Holding the hand of someone in need? That’s God, too. Giving you someone to love or serve, or giving you someone to love and serve you.

Doing the laundry, cleaning bathrooms - yup, that’s God, too. Providing for you; using you to provide for others.

Do you get it? When you lay down your life for others, when you love and serve and mercy as He did, that’s because His glory - His real glory - has rubbed off on you. Because His forgiveness and love and mercy live in you. 

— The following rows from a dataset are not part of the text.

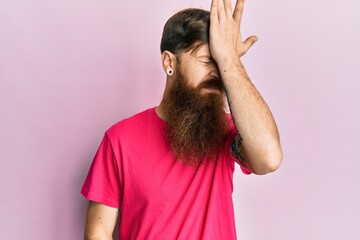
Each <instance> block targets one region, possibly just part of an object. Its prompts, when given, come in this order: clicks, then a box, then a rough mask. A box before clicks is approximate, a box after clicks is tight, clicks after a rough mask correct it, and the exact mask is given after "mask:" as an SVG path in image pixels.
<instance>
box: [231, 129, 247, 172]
mask: <svg viewBox="0 0 360 240" xmlns="http://www.w3.org/2000/svg"><path fill="white" fill-rule="evenodd" d="M236 135H237V132H236V129H235V127H234V126H232V129H231V131H230V134H229V137H228V139H227V141H226V144H225V150H226V152H227V153H228V156H227V158H228V159H232V160H233V161H235V162H236V163H238V165H239V166H240V169H241V171H242V172H243V173H244V174H246V175H249V174H251V172H250V171H249V170H247V169H246V168H244V167H243V166H241V164H240V163H239V162H238V161H236V160H235V159H234V157H233V156H232V155H231V144H232V142H233V140H234V139H235V137H236Z"/></svg>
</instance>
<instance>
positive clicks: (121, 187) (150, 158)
mask: <svg viewBox="0 0 360 240" xmlns="http://www.w3.org/2000/svg"><path fill="white" fill-rule="evenodd" d="M235 135H236V131H235V129H232V130H231V131H230V133H229V138H228V141H227V143H226V146H225V148H224V151H223V152H222V153H221V154H220V155H219V161H218V163H217V164H211V163H208V164H203V165H200V166H199V167H197V168H191V167H188V166H185V165H183V164H182V163H180V162H178V161H176V160H175V159H174V157H173V155H172V153H171V150H170V147H169V144H168V143H167V141H166V137H165V122H164V121H163V120H162V119H160V118H159V117H158V116H157V114H156V112H155V108H151V109H148V110H146V111H144V112H141V113H139V114H137V115H135V116H133V117H131V118H128V119H125V120H123V121H120V122H118V123H116V124H115V125H114V126H112V127H111V128H110V129H109V130H107V131H106V133H105V136H104V138H103V140H102V142H101V145H100V147H99V149H98V151H97V153H96V156H95V158H94V161H93V163H92V165H91V168H90V170H89V173H88V175H87V178H86V180H85V183H84V185H83V188H82V190H81V193H82V194H83V195H84V196H85V197H86V198H87V199H89V200H92V201H95V202H100V203H103V204H105V205H107V206H110V207H114V208H121V215H120V239H166V240H169V239H186V240H188V239H216V240H218V239H226V240H230V239H236V230H235V220H234V209H233V202H232V191H233V172H234V167H235V164H234V163H235V162H234V160H233V158H232V157H231V155H230V144H231V141H232V139H233V138H234V137H235ZM242 170H243V172H244V173H246V174H248V173H249V172H247V171H246V169H242Z"/></svg>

And if you look at your life and see a shortage of these things, and find yourself thinking of that other kind of glory, don’t beat yourself up. Jesus already took your beating for you. No, come get what you need. Come get some glorying. Come to where the glory of God is for you. Come to this rented, non-descript building, or to a beautiful church with stained-glass windows and a pipe organ, or to a hospital room with a small group gathered around a small cup and plate. For in those places - in all those places - where His Word is proclaimed and His gifts are given, there is God for you in all His glory. To glory you.

And then on the Last Day, when Jesus comes again, you will be among those who, as we will say in the Creed today, have done good and will enter into eternal life. Not because your good things have earned you that - but because your God has glorified you with His glory, and the good that you lived is because of the good you received. From Him. From the glory of the cross in your life. 

And then, on that Day, you will get your invitation - not to the White House! That will be long gone. But to a better and greater house. The house of your God and Saviour, and to a feast that will never end. 

And the song we sang today will be your song then, too. For it will still be quite true. For the truth is eternal. And so the song we sing today is the song we will sing forever.

Blessed be the Holy Trinity and the undivided Unity.
Let us give glory to him because he has shown his mercy to us.

In the Name of the Father, and of the (+) Son, and of the Holy Spirit. Amen.